En 2015, par exemple, l’artiste italienne Rossella Biscotti a exploré les grottes de Zeret où, en 1939, les troupes fascistes italiennes avaient gazé et fusillé entre 1 200 et 1 500 résistants éthiopiens avec leurs familles. Elle y découvrit des ossements et des restes de vêtements qu’elle prit en photo.

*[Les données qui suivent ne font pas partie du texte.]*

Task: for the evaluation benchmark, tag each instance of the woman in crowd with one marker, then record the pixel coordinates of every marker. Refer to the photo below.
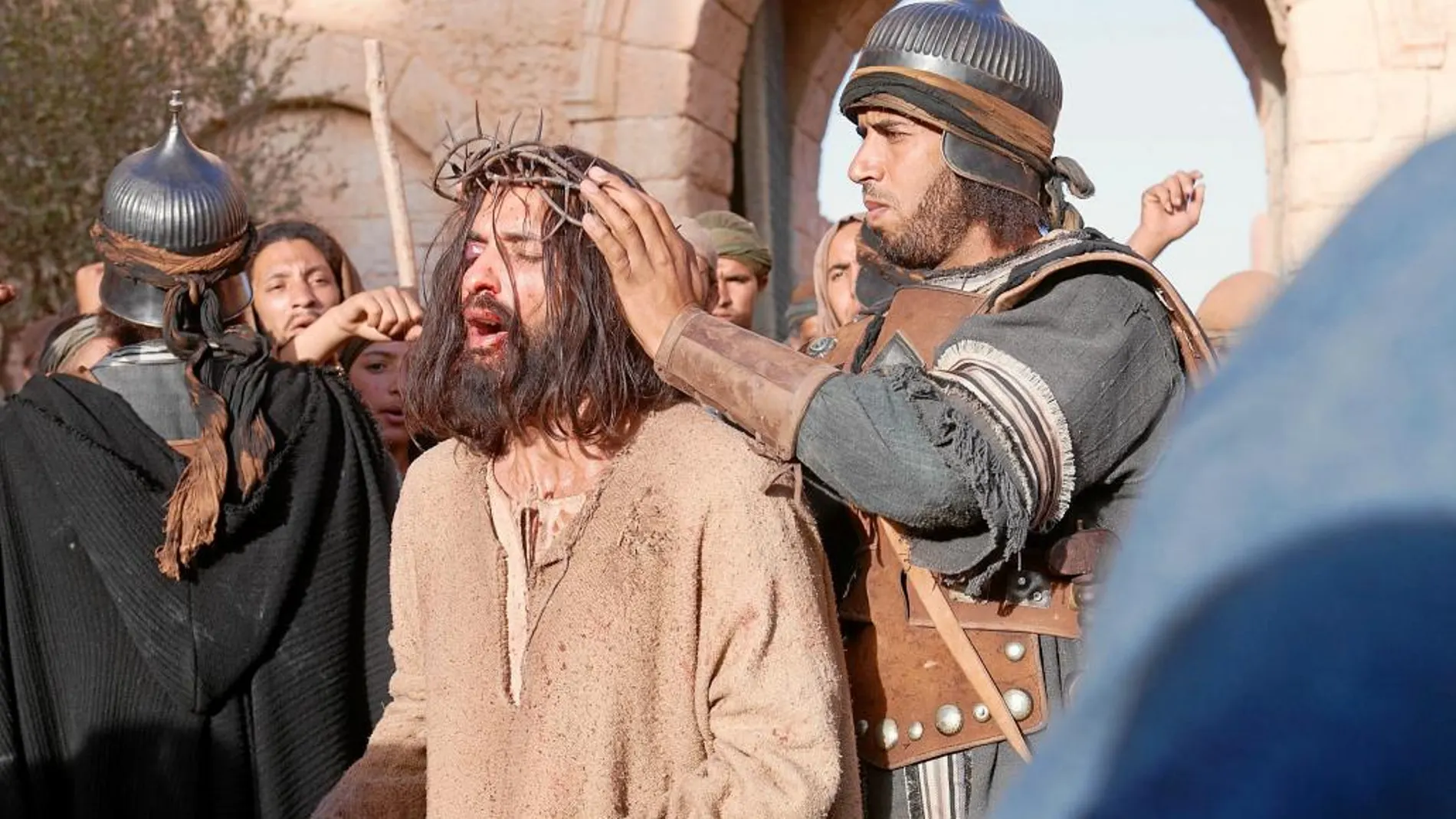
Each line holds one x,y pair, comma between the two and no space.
836,270
378,373
309,300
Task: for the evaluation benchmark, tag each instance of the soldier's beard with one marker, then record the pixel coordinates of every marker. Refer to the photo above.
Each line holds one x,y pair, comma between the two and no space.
936,228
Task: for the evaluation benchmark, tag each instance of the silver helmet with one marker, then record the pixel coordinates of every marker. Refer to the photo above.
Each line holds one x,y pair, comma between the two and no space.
990,85
178,201
973,43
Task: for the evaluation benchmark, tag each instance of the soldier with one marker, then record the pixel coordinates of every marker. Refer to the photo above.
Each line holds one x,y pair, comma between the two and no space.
194,543
989,424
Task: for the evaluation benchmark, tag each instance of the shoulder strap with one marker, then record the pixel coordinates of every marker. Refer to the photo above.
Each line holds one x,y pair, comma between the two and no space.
1197,355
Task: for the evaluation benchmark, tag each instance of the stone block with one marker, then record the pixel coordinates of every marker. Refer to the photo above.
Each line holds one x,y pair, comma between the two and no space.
1328,37
1441,106
545,22
855,27
334,66
833,58
815,108
721,38
713,100
653,82
804,246
684,197
1305,230
1414,34
421,102
667,147
663,25
1331,108
804,156
1404,103
1336,175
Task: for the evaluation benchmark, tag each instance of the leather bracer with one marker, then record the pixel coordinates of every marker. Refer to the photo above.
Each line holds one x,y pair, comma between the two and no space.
760,385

Emilia Héry, qui évoque cette œuvre dans sa contribution, écrit toutefois que « ces clichés ne témoignent pas d’un fait ni du rapport de domination entre l’occupant et l’occupé, ils représentent une chose bien plus difficile à mettre en image : l’oubli ». Ce faisant, la fonction mémorielle que remplissent ces photographies revêt une portée politique, à un moment, ajoute Héry, où « l’histoire coloniale italienne réapparaît aujourd’hui sous diverses formes et ses nombreuses manipulations et réinterprétations face au ‟problème des migrantsˮ nécessitent, de la part des scientifiques comme des artistes, de solides rectifications et d’incessants rappels ».

Dans la postface qu’elle a donnée à Postcolonial/Décolonial, l’historienne de l’art Zahia Rahmani s’alarme elle aussi de ce contexte où « des journalistes, des philosophes rappellent sans cesse qu’il n’y a pas de nécessité à ‟réveillerˮ le passé ». Un passé qu’ils invoquent en permanence, mais qu’en réalité ils ne connaissent pas, et qui ne les intéresse pas véritablement, sinon lorsqu’il s’agit de faire valoir hautement une culture historique. Leurs motivations sont certainement idéologiques, mais, en ce qui concerne les chercheurs, les raisons s’avèrent aussi pratiques. Faute d’indexation appropriée des archives, écrit la créatrice du projet Sismographie des luttes, « on ne peut que constater que nos réserves photographiques et picturales forment un long chapelet de représentations en mal d’interprétations et en attente de savoir ».

C’est cependant à cette tâche de réveil et d’éveil qu’artistes et historiens se sont attelés depuis plusieurs décennies, à l’intersection des disciplines et des expériences historiques, dans un délicat mais réjouissant mélange des genres, auquel ces deux volumes doivent leurs meilleures pages, qu’elles trahissent de l’inquiétude ou de l’enthousiasme. L’art contemporain y semble soudain davantage ouvert à l’histoire qu’on ne le présume ordinairement, et l’histoire redécouverte à travers lui apparaît, de surcroît, comme une histoire émancipée de ses bornes géographiques. Une alliance prend ainsi forme, et un avertissement avec elle, en ce qu’« un art exigeant », prévient Zahia Rahmani dans le sillage de Theodor Adorno et d’Edward Said, « ne pourra jamais se réconcilier avec la société qui l’a produit ».